— Знаешь, Шико, что говорит королева?
— Нет.
— Она говорит, что твоя проклятая латынь разрушит наше семейное счастье.
— Ради бога, государь, забудем всю эту латынь! — вскричал Шико.
— Я и не думаю больше о письме, черт меня побери, — сказал Генрих. — У меня есть дела поважнее.
— Ваше величество, предпочитаете развлекаться?
— Да, сынок, — сказал Генрих, недовольный тоном, которым Шико произнес эти слова. — Да, мое величество предпочитает развлекаться.
— Простите, но, может быть, я мешаю вашему величеству?
— Э, сынок, — продолжал Генрих, пожимая плечами, — я уже говорил тебе — у нас здесь не то что в Лувре.

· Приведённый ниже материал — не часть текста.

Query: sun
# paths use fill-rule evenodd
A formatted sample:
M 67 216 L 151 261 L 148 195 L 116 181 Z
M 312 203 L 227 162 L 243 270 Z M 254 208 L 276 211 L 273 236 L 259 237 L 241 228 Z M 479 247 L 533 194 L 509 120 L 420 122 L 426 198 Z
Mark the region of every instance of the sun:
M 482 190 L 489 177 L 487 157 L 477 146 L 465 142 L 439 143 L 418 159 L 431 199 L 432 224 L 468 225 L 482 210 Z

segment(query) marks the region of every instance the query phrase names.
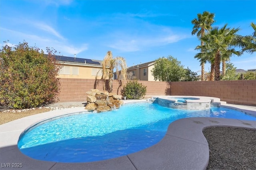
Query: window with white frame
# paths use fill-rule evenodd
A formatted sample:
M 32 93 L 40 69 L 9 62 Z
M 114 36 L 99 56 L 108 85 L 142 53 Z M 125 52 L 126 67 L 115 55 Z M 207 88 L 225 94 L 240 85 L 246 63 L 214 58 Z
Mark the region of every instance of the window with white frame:
M 70 74 L 70 66 L 64 66 L 60 70 L 59 74 Z
M 147 75 L 147 69 L 146 68 L 144 68 L 143 69 L 143 73 L 144 76 Z
M 102 76 L 102 68 L 92 68 L 92 76 Z
M 78 67 L 72 67 L 72 75 L 78 75 L 79 68 Z

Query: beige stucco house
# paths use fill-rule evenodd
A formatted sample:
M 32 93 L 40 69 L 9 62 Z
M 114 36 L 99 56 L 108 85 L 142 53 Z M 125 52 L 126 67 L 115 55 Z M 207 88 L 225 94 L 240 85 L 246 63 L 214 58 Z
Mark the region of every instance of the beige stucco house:
M 154 68 L 155 61 L 137 64 L 127 68 L 127 75 L 136 77 L 137 80 L 144 81 L 155 81 L 151 70 Z M 116 74 L 114 73 L 114 79 L 116 79 Z
M 102 76 L 102 61 L 66 56 L 56 56 L 62 67 L 60 78 L 100 79 Z

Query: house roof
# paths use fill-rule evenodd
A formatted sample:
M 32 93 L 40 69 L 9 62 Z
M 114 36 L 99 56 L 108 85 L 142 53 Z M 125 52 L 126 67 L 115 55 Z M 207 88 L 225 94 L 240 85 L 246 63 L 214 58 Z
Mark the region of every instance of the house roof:
M 55 58 L 58 61 L 62 61 L 66 63 L 84 64 L 93 66 L 101 66 L 102 61 L 100 60 L 93 60 L 81 58 L 72 57 L 70 57 L 56 55 Z
M 134 68 L 136 68 L 139 67 L 143 67 L 146 66 L 150 66 L 155 64 L 155 61 L 150 61 L 149 62 L 145 63 L 144 63 L 141 64 L 137 64 L 137 65 L 135 65 L 133 66 L 132 66 L 127 68 L 127 70 L 133 70 Z

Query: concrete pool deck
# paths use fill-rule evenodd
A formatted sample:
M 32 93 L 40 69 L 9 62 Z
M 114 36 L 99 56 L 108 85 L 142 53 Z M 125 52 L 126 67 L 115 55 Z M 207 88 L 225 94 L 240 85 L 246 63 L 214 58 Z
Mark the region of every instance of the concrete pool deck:
M 146 100 L 140 100 L 145 102 Z M 125 103 L 137 102 L 126 100 Z M 221 106 L 256 116 L 256 108 L 222 102 Z M 0 125 L 1 169 L 180 169 L 204 170 L 209 161 L 209 147 L 202 130 L 211 127 L 256 129 L 256 121 L 210 117 L 192 117 L 171 123 L 165 137 L 156 144 L 140 151 L 119 158 L 87 163 L 65 163 L 34 159 L 18 148 L 20 135 L 42 120 L 67 114 L 84 111 L 84 107 L 58 109 L 24 117 Z M 22 164 L 22 167 L 15 166 Z

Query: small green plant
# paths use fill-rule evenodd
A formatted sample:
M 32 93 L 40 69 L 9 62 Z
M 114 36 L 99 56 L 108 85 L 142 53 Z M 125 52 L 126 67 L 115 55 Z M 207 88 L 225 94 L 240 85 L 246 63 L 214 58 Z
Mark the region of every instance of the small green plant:
M 147 92 L 146 86 L 140 83 L 138 80 L 130 80 L 121 90 L 121 94 L 127 99 L 139 99 L 144 98 Z

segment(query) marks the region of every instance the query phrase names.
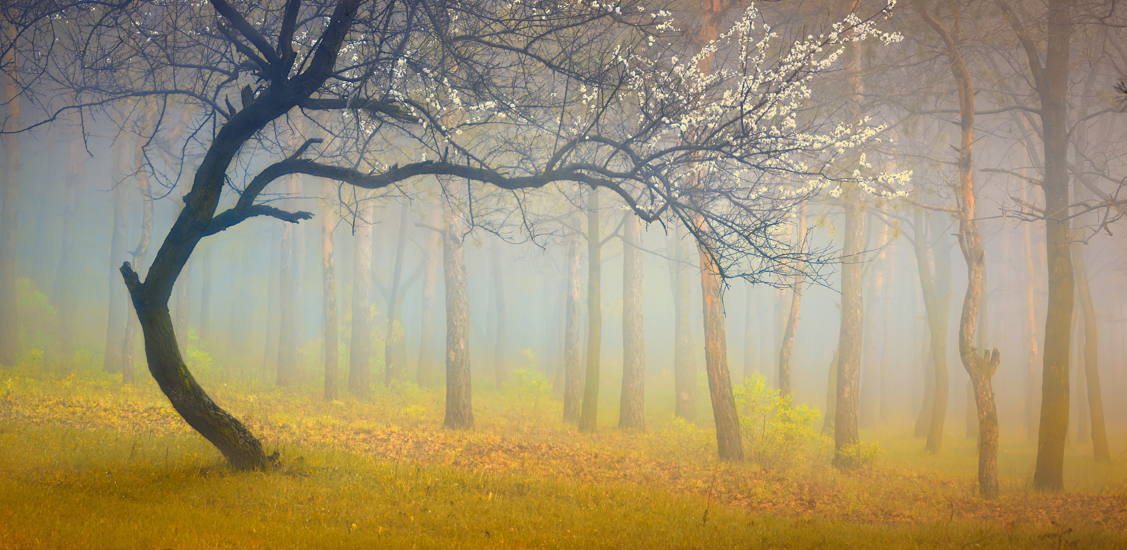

И охотой, и войной, и политикой мы занимаемся на глазах у всех.
В эту минуту дверь отворилась, и д'Обиак громким голосом доложил:
— Господин испанский посол.
Шико так и подпрыгнул в кресле, что вызвало у короля улыбку.
— Ну вот, — сказал Генрих, — и внезапное опровержение моих слов. Испанский посол!.. Что ему от нас нужно?
— Я удаляюсь, — смиренно сказал Шико. — Его величество Филипп Второй,[47] наверно, направил к вам настоящего посла, а я ведь…
— Чтобы французский посол отступил перед испанским, да еще в Наварре! Помилуй бог, этого не будет. Открой вон тот книжный шкаф и расположись в нем.
— Но я даже невольно все услышу, государь.
— Ну и услышишь, черт побери, мне-то что? Я ничего не скрываю. Кстати, король, ваш повелитель, больше ни чего не велел мне передать, господин посол?
— Решительно ничего, государь.
— Ну и прекрасно, теперь тебе остается только смотреть и слушать, как делают все послы на свете. В этом шкафу ты отлично выполнишь свою миссию, дорогой Шико.
Шико поспешил влезть в шкаф и старательно опустил тканый занавес с изображением человеческих фигур.